1978 Dodge Macho Power Wagon
Clearly Dodge was on a roll in the late ’70s, and the Macho Power Wagon was yet another factory-tuned D-series truck built to impress right off the showroom floor. Produced from 1977 to 1981, the Macho Power Wagons had larger tires and wheels, a pre-installed roll bar, various big, bold “Power Wagon” graphics, and of course, four-wheel drive. Starting in 1981, these trucks were renamed Power Ram instead.
1989 Dodge Dakota Sport convertible
Ok, this one may not be as tough looking as the others here, but the Dodge Dakota Sport convertible was certainly different. Built with help from American Sunroof Corporation (ASC, who also designed convertible roofs for the Nissan 240SX and Porsche 944 S2 factory drop-tops, among other models), the Dakota Sport convertible was the world’s only convertible pickup truck for the three short years it was produced. The Dakota itself was a mid-size truck and the Sport configuration came standard with a 125-horsepower, 3.9-liter V-6 paired to either a five-speed manual or four-speed auto transmission. Four-wheel drive was even available, but predictably few buyers sprung for that option. Really, few buyers were to be found at all, with fewer than 2,900 Dakota Sport convertibles ever sold.
2004 Dodge Ram SRT10
If you like both muscle cars and big pickup trucks, have we got a deal for you! The 2004-’06 Dodge Ram SRT10 was a muscle truck engineered by the same folks who brought you the Plymouth Prowler and Dodge Viper. In fact, as you may have guessed from the name, the Ram SRT10 featured the 8.0-liter, 500-horsepower V-10 engine from the Viper and in its lightest specification, ripped off sub-5.0-second 0-60-mph runs like nobody’s business. A six-speed manual transmission was even available for a time, alongside a four-speed automatic. After the first year of production, brakes were wisely upgraded from standard Ram Heavy Duty units to bespoke four-piston monoblock calipers, while the 22-inch, 10-spoke wheels recalled the Viper’s rolling stock. Just over 10,100 Dodge Ram SRT10s were built over three years.
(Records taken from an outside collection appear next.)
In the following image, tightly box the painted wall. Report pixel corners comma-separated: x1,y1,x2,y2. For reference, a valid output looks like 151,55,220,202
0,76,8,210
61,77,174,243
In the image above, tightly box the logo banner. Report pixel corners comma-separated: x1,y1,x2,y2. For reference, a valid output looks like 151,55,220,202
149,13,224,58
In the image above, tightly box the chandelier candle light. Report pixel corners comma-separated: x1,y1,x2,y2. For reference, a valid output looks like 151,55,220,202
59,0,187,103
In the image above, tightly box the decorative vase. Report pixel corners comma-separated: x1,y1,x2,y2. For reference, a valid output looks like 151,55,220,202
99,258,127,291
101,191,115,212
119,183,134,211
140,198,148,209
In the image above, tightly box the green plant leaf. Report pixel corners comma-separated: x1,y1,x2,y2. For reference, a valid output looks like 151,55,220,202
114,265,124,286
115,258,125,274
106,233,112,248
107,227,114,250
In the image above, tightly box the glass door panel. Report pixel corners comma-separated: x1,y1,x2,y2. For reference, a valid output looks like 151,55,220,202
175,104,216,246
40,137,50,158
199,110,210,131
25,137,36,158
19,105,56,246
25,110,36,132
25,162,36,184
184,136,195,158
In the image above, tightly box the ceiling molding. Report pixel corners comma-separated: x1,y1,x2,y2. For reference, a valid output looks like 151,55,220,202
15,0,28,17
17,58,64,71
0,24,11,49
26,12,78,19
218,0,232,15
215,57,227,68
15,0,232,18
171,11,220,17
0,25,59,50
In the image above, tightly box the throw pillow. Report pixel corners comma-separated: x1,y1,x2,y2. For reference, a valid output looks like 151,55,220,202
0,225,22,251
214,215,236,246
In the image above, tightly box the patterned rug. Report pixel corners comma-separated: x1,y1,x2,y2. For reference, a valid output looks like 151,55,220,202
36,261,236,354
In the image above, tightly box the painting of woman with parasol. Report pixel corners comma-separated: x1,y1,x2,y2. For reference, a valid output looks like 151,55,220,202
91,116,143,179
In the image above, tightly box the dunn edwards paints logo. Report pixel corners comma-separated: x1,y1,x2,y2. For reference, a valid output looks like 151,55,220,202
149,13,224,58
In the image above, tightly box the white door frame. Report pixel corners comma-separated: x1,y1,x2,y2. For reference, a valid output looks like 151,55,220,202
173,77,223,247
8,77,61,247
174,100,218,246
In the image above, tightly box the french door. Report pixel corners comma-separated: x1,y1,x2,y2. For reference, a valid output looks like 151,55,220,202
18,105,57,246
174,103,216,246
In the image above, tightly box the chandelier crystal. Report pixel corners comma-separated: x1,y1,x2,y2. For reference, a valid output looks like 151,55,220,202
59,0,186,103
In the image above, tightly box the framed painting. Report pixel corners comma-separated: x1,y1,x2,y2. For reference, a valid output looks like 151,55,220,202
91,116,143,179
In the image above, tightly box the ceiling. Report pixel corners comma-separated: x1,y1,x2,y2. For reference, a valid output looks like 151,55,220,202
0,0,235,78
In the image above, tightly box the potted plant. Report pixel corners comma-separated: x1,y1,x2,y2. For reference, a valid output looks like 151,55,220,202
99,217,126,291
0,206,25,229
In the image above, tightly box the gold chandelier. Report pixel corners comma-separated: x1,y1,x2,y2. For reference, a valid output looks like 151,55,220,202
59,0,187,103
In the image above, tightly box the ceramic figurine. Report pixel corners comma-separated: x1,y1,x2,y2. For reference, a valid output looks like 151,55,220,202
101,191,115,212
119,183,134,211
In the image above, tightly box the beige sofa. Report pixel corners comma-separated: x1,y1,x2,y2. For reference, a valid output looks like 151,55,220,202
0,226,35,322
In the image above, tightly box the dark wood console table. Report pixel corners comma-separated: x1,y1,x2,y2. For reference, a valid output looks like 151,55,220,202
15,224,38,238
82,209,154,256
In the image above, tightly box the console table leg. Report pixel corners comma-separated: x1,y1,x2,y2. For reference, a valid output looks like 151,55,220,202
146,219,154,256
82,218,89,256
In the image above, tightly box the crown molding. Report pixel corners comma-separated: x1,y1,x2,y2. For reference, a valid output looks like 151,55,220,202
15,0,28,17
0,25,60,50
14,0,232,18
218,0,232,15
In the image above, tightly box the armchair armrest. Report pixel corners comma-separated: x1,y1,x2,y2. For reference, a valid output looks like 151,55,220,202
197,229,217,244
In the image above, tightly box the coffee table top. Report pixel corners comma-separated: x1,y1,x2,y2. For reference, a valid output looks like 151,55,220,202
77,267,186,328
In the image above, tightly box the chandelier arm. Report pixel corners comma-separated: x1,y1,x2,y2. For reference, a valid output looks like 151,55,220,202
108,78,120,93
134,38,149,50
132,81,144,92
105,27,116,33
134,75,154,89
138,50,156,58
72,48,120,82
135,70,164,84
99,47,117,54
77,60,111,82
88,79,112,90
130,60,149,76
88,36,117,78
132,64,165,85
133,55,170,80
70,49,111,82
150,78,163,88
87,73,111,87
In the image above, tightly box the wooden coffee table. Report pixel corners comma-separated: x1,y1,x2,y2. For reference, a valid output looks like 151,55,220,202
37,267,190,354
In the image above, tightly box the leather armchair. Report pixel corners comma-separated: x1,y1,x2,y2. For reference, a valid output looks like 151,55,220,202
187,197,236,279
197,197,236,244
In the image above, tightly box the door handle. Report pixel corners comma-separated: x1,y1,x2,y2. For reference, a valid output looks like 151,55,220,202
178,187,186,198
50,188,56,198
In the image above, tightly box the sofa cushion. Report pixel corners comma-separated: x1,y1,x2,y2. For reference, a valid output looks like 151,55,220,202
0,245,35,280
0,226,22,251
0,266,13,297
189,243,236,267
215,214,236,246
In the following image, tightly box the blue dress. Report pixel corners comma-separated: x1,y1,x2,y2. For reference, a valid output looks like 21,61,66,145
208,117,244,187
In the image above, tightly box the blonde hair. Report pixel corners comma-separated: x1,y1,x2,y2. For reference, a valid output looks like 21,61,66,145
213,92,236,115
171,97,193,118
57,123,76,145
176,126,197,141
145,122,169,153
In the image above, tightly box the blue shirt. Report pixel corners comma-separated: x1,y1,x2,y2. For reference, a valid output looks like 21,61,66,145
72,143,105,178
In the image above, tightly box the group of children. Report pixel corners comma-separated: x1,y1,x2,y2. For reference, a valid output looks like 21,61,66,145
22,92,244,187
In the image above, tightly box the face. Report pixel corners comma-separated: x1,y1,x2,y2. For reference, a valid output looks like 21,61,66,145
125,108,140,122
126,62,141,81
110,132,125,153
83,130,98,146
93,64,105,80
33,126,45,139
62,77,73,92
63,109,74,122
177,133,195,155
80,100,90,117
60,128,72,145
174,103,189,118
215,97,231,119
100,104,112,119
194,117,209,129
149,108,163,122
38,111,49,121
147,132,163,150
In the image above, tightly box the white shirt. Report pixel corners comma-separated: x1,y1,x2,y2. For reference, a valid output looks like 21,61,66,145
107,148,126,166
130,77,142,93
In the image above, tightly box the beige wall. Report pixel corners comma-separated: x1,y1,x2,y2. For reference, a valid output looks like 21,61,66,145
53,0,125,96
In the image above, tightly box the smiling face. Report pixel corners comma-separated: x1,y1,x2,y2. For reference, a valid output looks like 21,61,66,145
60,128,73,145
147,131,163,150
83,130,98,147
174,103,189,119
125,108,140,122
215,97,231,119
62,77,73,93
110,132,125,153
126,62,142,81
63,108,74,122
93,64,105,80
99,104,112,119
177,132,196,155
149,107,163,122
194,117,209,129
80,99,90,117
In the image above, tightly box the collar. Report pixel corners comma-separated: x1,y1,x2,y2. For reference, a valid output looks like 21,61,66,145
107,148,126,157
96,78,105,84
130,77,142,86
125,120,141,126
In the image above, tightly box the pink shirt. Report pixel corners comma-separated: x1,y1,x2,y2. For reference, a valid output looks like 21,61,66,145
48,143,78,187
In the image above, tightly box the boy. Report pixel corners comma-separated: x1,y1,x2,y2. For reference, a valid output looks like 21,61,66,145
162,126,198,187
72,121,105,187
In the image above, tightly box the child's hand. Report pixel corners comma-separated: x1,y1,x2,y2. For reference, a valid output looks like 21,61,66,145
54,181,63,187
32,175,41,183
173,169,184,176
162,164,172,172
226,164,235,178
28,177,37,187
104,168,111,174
2016 Ram Rebel TRX Concept
Though just a concept, we’d be remiss in forgetting about the one-off show truck that brought us the production Ram TRX four years later. Debuting at the 2016 State Fair of Texas, the Ram Rebel TRX concept, like the production version, was based on the Ram 1500—and with “just” 575 horsepower from the familiar 6.2-liter supercharged V-8, we’d say the Hellcat-powered 702-horsepower production version is even more impressive. We do wish the Rebel TRX concept’s cool integrated side-pipe exhaust system would have carried over into production, but we understand why it didn’t.
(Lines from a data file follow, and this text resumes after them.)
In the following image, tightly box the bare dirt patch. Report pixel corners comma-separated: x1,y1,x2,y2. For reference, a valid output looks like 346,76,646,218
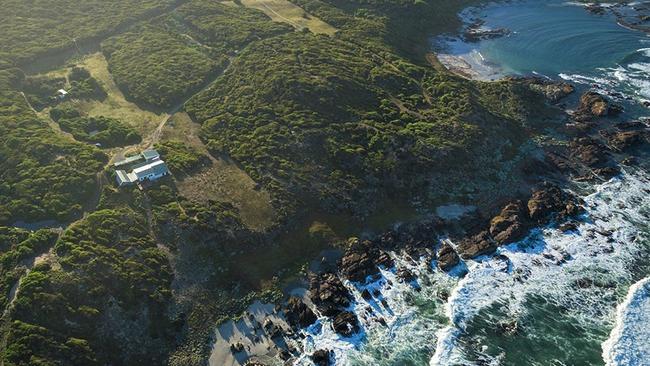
240,0,337,36
163,113,276,231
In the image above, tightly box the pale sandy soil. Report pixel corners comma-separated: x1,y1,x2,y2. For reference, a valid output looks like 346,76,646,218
239,0,337,36
435,52,505,81
208,302,291,366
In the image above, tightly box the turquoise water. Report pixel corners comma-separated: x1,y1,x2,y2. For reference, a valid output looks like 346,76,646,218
437,0,650,113
470,1,648,76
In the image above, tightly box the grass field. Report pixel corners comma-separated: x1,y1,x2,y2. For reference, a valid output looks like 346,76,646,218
239,0,337,35
72,53,166,137
162,113,276,231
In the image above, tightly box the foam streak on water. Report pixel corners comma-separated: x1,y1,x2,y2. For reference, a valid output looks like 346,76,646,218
292,171,650,366
602,277,650,366
292,255,459,366
431,171,650,365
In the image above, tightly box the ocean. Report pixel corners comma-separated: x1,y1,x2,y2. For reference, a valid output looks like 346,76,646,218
288,1,650,365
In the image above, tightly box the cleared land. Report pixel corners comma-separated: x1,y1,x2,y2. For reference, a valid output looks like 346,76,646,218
73,53,165,138
162,113,275,231
239,0,337,35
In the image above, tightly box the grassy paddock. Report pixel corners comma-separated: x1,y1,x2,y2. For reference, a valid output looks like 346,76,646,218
240,0,338,35
73,53,166,137
164,113,276,231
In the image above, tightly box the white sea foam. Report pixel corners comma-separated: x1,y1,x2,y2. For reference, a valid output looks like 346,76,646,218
431,170,650,365
602,277,650,366
560,56,650,103
291,255,458,366
293,171,650,365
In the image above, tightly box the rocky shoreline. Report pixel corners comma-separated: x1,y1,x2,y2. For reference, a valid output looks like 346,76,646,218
214,77,650,365
585,2,650,35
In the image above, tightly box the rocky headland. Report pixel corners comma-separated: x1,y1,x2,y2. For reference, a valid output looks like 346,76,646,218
213,72,650,364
2020 Ram 2500 HD Power Wagon
Ram (well actually, Dodge at the time) brought back the Power Wagon moniker in 2005 for the then-current Dodge Ram 2500, and it carries on even today. The 2020 Ram 2500 HD Power Wagon is an off-road-ready version of Ram’s Heavy Duty truck line that brings with it unique suspension, wheels, ‘Power Wagon’ graphics, and even a winch to pull yourself or a friend out of trouble. With a base-level 6.4-liter gasoline-powered V-8 producing 410 horsepower paired with an eight-speed automatic, the Ram 2500 HD Power Wagon is the most beastly off-road Ram you can buy—until the TRX hits showrooms, anyway.